Sede misericordiosos, como também o vosso Pai é misericordioso (v. 36; cf. Mt 5,48).

“Compassivo” (misericordioso) é um dos títulos clássicos do Senhor, que se repete em formulas litúrgicas (Ex 34,6; Dt 4,31; Jl 2,13; Jn 4,2; Sl 86,15; 103,8). Agora o tributo pertence a “vosso Pai”; “como um pai se enternece com seus filhos” (Sl 103,13).

Não julgueis e não sereis julgados; não condeneis e não sereis condenados; perdoai, e sereis perdoados. Dai e vos será dado. Uma boa medida, calcada, sacudida, transbordante será colocada no vosso colo; porque com a mesma medida com que medirdes os outros, vós também sereis medidos (vv. 37-38; cf. Mt 7,1s; Mc 4,24).
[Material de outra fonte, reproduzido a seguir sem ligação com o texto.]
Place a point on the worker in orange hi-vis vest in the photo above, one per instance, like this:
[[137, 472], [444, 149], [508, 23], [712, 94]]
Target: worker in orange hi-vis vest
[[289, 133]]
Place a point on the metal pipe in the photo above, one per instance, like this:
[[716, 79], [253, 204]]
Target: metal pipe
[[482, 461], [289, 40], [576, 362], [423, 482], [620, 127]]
Seguem-se quatro sentenças paralelas, duas negativas (julgar, condenar) e duas positivas (perdoar, dar), cinzeladas por formas correspondentes. Seu alcance se estende a qualquer campo da vida. O cristão não deve erguer-se em juiz do próximo, não deve condenar sem razão, ser indulgente. Isso não suspende o juízo de valores que é parte integrante do sentido moral. A imagem da recompensa refere-se a um recipiente de medir cereais, que ao ser sacudido contém mais, e ao qual depois não passa a rasoura. Deus é compassivo e generoso (Pr 19,17).

A Bíblia do Peregrina (p. 2472) comenta: No centro deste sermão soa a regra de ouro (v. 31), que outros textos e culturas formulam em termos negativos (“não faças a ninguém o que não queres que te façam”, Tb 4,15) e Jesus exprime em forma positiva, muito mais exigente: “fazer”, porque o amor inculcado não se esgota em sentimentos (cf. Is 5,1-7). Aqui se vai à raiz da ética: Fazer o bem e não fazer o mal nas relações com os outros. Por serem recíprocas, permitem traçar um quadro para distinguir casos tópicos que se poderiam ilustrar com exemplos ou textos bíblicos:

Faz mal a outrem sem razão: do que se queixa o salmista (35,7; 6,5);

Mal por mal: pode ser castigo legal ou vingança legitima [a lei do talião: Ex 21,23-25; Lv 24,19s; Dt 19,21]

Mal por bem: máximo agravante (Sl 35,12; 38,21; Pr 17,13; Jr 18,20);

Bem sem razão: por compaixão, por generosidade; Ex 23,4-5 exorta à compaixão pelo asno do inimigo e pelo inimigo;

Bem por bem: se recebido, é agradecimento; não tem mérito especial, segundo vv. 32-33; cf. 1Pd 2,19-23;

Se esperado, é interesseiro: contra isto adverte o v. 34

Bem por mal: 1Sm 24,18; Pr 25,21-22; é o tema central da exortação. Paulo o formula assim: “Não se deixa vencer pelo mal, mas vencer o mal com o bem” (Rm 12,21).

O site da CNBB comenta: A regra do ouro da vida do cristão é resumida por Jesus na frase: “O que vós desejais que os outros vos façam, fazei-o também vós a eles”. Todas as pessoas desejam ser amadas, compreendidas e servidas, por isso, todos devem amar, compreender e servir. Devemos ser diferentes das pessoas que vivem a reciprocidade: devemos viver a gratuidade, ser diferentes dos que vivem fazendo justiça: devemos ser misericordiosos. O critério do nosso agir em relação aos outros não pode ser o agir dos outros, mas sim o próprio Deus, que não nos trata segundo nossas faltas, mas ama a todas as pessoas, indistintamente, com amor eterno e as cumula com a abundância dos seus bens. Se vivermos segundo esse critério, seremos filhos do Altíssimo e será grande a nossa recompensa nos céus.